En relisant « Why Nations Fail », notamment la relation que les auteurs établissent entre Peste noire, révolution glorieuse et révolution industrielle, on voit comment cette dernière est née de la rencontre de découvertes scientifiques et de ce qu’on pourrait appeler non sans anachronisme l’esprit capitaliste.
En un mot, le capital a rencontré la science dans un contexte institutionnel où les règles de la propriété ont été clairement définies pour enfanter de la révolution industrielle. La lettre de James Watt écrivant à son père après l’invention de la machine à vapeur est le meilleur exemple pour illustrer ce mariage de la science et du capital. A partir de ce narratif et tenant compte des développements subséquents on peut définir trois types idéaux de révolution industrielles ou d’industrialisation, l’une plus basée sur le capital avec des acteurs qui sont passés du capitalisme marchand à un capitalisme industriel, une autre basée plus sur ce que Nehru appelait le « tempérament scientifique » dont il a fait des le début le fondement du projet développemental indien et une troisième alliant les deux, jouant souvant sur l’attractivité du marché du travail.

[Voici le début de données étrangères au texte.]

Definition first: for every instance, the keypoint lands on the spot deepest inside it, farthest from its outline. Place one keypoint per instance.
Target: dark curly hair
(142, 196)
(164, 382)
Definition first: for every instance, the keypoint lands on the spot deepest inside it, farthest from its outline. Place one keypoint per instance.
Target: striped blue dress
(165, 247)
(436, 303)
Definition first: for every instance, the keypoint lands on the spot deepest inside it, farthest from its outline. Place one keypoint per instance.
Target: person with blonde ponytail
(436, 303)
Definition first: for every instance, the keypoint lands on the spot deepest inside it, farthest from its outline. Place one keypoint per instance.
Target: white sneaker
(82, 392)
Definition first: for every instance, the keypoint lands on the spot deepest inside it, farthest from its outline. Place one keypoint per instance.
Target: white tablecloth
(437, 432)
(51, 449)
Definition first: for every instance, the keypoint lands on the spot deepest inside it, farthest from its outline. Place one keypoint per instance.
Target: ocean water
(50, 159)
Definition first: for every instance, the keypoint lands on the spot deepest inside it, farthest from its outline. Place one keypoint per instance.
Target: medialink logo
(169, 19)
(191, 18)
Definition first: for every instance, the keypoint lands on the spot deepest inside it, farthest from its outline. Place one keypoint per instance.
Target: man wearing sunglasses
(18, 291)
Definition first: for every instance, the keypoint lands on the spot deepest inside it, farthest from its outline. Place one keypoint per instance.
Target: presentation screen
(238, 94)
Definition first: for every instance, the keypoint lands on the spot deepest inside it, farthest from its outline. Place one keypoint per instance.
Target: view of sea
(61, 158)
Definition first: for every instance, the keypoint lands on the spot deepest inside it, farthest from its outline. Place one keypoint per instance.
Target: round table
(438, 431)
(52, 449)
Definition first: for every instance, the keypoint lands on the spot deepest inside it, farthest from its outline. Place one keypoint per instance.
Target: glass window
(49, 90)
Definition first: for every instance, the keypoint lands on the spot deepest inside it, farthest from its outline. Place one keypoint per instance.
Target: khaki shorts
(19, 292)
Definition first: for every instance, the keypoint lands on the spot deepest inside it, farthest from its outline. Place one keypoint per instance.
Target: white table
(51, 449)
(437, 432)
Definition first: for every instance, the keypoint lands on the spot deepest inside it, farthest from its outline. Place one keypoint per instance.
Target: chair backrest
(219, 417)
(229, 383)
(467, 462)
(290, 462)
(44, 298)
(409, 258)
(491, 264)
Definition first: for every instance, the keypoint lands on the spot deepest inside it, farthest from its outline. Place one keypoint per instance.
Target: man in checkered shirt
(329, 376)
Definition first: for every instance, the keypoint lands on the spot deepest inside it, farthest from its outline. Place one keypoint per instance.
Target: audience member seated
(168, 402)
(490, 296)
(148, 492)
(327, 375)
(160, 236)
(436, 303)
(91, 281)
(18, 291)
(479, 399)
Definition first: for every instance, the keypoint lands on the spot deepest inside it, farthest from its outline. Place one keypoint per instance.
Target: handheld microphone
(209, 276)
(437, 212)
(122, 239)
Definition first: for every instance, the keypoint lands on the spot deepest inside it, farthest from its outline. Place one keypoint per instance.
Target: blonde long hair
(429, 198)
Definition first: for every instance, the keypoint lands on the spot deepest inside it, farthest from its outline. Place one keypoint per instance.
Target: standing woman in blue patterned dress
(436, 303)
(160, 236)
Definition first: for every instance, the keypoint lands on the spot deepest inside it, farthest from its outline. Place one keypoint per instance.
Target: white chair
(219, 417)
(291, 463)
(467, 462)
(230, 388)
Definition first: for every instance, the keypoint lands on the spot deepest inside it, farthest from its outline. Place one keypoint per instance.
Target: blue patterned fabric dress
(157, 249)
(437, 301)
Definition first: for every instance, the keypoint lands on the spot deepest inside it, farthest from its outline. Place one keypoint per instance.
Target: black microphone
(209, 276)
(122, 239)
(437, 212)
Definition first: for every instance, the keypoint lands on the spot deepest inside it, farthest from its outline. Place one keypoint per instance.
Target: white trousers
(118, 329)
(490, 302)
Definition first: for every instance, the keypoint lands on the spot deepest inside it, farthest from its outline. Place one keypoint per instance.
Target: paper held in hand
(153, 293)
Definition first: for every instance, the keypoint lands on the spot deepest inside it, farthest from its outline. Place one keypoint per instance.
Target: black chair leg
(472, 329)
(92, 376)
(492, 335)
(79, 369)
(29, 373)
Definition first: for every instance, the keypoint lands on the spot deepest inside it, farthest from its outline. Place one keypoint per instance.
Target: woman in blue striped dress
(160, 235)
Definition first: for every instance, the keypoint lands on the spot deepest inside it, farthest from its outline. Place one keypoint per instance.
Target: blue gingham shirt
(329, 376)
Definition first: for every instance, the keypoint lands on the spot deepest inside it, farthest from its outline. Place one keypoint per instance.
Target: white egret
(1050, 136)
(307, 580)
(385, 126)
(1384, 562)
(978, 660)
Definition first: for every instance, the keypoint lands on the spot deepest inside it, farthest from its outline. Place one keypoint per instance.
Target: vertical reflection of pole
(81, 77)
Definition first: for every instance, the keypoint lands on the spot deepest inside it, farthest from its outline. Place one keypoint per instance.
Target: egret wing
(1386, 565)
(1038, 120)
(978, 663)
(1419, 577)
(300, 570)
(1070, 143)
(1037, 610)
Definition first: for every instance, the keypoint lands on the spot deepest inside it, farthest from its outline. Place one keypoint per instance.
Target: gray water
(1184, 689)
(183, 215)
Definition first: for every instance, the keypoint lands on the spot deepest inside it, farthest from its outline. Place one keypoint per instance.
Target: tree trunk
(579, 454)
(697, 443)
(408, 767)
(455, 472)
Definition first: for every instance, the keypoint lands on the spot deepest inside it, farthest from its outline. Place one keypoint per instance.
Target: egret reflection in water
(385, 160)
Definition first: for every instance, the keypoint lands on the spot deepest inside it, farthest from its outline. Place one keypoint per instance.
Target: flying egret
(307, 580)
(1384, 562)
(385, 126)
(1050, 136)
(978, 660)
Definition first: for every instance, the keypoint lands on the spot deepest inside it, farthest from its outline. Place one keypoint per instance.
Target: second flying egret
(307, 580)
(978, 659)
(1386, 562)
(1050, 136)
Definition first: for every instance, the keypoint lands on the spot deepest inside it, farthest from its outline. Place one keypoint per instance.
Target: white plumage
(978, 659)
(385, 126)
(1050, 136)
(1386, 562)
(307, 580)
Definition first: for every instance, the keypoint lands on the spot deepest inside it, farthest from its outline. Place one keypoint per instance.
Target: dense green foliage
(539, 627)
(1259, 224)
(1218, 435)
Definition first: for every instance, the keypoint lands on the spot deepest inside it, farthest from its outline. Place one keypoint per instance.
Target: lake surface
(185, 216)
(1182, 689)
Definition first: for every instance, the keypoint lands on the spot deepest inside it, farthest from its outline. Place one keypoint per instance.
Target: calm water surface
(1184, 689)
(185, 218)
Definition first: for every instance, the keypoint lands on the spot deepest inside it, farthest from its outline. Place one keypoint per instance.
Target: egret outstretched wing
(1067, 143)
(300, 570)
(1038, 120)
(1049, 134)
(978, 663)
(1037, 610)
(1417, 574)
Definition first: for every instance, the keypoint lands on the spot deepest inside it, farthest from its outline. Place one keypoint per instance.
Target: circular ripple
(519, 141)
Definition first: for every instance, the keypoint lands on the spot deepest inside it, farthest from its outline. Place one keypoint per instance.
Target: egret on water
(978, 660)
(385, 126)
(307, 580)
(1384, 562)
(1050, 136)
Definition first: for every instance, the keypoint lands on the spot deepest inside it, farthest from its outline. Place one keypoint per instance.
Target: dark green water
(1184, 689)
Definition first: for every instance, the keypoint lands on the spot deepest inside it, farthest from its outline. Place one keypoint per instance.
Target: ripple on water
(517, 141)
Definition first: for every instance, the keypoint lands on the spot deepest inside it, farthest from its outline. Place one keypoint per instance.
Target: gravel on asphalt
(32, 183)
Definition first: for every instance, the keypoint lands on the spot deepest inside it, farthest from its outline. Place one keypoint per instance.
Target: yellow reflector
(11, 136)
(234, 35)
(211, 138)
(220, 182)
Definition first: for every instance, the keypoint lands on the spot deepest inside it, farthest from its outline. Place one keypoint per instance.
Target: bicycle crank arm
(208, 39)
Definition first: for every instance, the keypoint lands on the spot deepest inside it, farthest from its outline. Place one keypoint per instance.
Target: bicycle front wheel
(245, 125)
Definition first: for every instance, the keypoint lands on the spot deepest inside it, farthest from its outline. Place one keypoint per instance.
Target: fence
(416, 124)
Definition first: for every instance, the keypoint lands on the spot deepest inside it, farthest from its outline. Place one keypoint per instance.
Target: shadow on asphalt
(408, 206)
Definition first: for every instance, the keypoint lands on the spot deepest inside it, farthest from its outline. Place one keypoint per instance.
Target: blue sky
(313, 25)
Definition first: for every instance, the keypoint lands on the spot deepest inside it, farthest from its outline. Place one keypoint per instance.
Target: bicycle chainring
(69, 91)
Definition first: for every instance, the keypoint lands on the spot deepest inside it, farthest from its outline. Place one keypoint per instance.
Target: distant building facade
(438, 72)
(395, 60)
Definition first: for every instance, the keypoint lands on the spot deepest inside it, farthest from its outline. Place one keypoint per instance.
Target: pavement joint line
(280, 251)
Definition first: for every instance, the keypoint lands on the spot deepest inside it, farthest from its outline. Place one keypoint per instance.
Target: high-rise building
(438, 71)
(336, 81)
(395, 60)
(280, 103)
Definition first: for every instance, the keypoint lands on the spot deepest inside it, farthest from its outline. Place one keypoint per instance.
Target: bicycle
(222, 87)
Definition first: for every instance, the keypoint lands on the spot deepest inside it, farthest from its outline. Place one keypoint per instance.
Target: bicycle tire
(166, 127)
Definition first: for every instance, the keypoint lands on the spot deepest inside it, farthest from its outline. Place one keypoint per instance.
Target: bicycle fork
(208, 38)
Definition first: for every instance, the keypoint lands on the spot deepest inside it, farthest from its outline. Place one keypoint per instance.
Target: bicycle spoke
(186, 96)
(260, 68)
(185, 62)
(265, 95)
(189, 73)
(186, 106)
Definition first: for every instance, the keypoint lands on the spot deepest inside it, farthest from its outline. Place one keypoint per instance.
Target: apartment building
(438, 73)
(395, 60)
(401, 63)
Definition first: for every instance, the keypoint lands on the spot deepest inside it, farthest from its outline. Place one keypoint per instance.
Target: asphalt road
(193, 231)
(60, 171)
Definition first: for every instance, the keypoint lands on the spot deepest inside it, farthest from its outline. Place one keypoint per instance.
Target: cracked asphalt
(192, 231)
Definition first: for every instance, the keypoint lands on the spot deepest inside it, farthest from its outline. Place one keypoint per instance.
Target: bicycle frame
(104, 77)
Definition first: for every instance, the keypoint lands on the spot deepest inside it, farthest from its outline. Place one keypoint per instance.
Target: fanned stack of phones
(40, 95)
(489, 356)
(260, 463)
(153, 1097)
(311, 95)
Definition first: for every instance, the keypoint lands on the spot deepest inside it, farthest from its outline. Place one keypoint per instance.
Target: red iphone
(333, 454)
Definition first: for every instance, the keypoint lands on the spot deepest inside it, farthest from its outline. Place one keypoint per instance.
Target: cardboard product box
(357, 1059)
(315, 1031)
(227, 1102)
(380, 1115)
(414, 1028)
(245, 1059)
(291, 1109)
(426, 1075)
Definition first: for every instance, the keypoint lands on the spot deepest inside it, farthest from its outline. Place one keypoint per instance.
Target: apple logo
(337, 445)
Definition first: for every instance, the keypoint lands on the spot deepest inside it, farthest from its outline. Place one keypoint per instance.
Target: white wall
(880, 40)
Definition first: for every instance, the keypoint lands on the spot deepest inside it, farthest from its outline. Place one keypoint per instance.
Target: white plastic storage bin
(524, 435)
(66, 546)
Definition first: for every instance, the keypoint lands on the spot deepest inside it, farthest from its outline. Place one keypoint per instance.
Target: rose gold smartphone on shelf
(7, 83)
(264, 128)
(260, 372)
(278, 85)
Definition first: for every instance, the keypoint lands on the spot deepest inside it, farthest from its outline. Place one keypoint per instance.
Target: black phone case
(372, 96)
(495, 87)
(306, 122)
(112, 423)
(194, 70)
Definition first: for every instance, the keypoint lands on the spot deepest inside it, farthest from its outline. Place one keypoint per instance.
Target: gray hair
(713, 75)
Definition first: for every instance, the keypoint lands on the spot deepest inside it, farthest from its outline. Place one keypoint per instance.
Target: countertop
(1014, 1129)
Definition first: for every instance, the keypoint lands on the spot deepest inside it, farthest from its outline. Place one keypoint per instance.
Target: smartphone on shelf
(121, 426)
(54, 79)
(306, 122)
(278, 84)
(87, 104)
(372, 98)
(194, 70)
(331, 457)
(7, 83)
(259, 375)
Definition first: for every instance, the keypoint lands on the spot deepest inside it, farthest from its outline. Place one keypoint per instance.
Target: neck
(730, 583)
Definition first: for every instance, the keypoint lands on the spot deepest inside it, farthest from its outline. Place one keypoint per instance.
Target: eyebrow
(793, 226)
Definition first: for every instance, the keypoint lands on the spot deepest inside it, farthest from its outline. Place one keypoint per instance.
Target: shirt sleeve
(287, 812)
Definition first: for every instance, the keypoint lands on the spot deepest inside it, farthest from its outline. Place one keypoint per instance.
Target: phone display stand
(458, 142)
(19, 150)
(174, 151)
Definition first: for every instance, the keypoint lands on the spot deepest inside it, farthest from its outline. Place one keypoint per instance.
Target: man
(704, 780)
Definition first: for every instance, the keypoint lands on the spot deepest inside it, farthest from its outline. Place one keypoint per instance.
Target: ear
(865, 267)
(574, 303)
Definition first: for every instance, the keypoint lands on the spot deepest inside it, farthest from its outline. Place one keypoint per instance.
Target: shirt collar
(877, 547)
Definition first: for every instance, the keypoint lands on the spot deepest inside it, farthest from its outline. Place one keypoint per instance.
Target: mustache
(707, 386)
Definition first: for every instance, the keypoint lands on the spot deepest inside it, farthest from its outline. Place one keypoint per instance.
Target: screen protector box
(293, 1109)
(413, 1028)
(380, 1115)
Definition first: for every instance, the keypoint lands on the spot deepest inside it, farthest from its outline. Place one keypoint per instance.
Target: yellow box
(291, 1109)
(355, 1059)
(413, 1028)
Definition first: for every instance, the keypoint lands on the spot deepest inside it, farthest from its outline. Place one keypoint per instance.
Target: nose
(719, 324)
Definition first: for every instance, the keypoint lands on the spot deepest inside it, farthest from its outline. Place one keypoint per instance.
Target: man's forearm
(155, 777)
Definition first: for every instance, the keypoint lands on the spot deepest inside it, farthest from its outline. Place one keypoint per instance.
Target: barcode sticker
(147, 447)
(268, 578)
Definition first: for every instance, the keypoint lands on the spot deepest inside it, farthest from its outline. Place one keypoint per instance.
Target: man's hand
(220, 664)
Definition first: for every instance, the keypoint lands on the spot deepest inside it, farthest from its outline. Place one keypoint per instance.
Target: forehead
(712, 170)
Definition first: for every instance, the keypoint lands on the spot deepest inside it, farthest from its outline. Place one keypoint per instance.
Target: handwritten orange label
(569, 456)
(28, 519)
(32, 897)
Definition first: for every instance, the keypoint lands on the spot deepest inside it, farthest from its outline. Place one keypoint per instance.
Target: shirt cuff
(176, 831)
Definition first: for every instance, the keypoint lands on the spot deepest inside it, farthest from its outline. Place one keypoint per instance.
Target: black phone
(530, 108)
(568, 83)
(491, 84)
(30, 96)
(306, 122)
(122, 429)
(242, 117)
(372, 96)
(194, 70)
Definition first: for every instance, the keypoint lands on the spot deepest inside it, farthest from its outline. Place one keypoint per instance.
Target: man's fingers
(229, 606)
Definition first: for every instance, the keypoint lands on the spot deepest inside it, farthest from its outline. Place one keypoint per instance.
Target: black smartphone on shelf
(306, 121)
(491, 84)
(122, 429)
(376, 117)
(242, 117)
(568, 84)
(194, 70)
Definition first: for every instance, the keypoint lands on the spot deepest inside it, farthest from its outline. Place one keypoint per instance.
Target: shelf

Cette taxonomie très ramassée de plusieurs années d’histoire économique permet de mesurer la distance symbolique qui nous sépare d’une révolution industrielle. D’une part, le tempérament scientifique ne semble pas nous habiter, cloîtré que nous sommes dans un environnement magico-fetichiste et d’un fétichisme des langues et des sciences molles ou un subjonctif bien placé est plus important qu’une formule bien maîtrisée .
D’autre part, l’esprit capitaliste nous habite peu, et au lieu de la culture de l’investissement si présent dans le modele occidental , ou celle de l’épargne qui a été si importante dans l’industrialisation chinoise et qui a été attribué au confucianisme, nos sociétés sont marquées par un rapport quasi religieux à la consommation, une consommation souvent ostentatoire, extravertie et socialement contraignante.
L’absence du tempérament scientifique doublée de la faiblesse de l’esprit capitaliste qui nous éloigne de l’investissement et nous place dans ce que Dangote appelle la culture du négoce nous détourne du sentier de l’industrialisation. Elle nous fixe dans l’artisanat, refusant par exemple dans le domaine de la pêche de monter d’un grade nos capacités bien que voyant depuis plusieurs décennies comment cette activité est devenue une affaire de « gros joueurs ».
Dans la distribution, l’esprit de négoce a animé nos opérateurs économiques jusqu’au jour où Auchan est venue nous réveiller.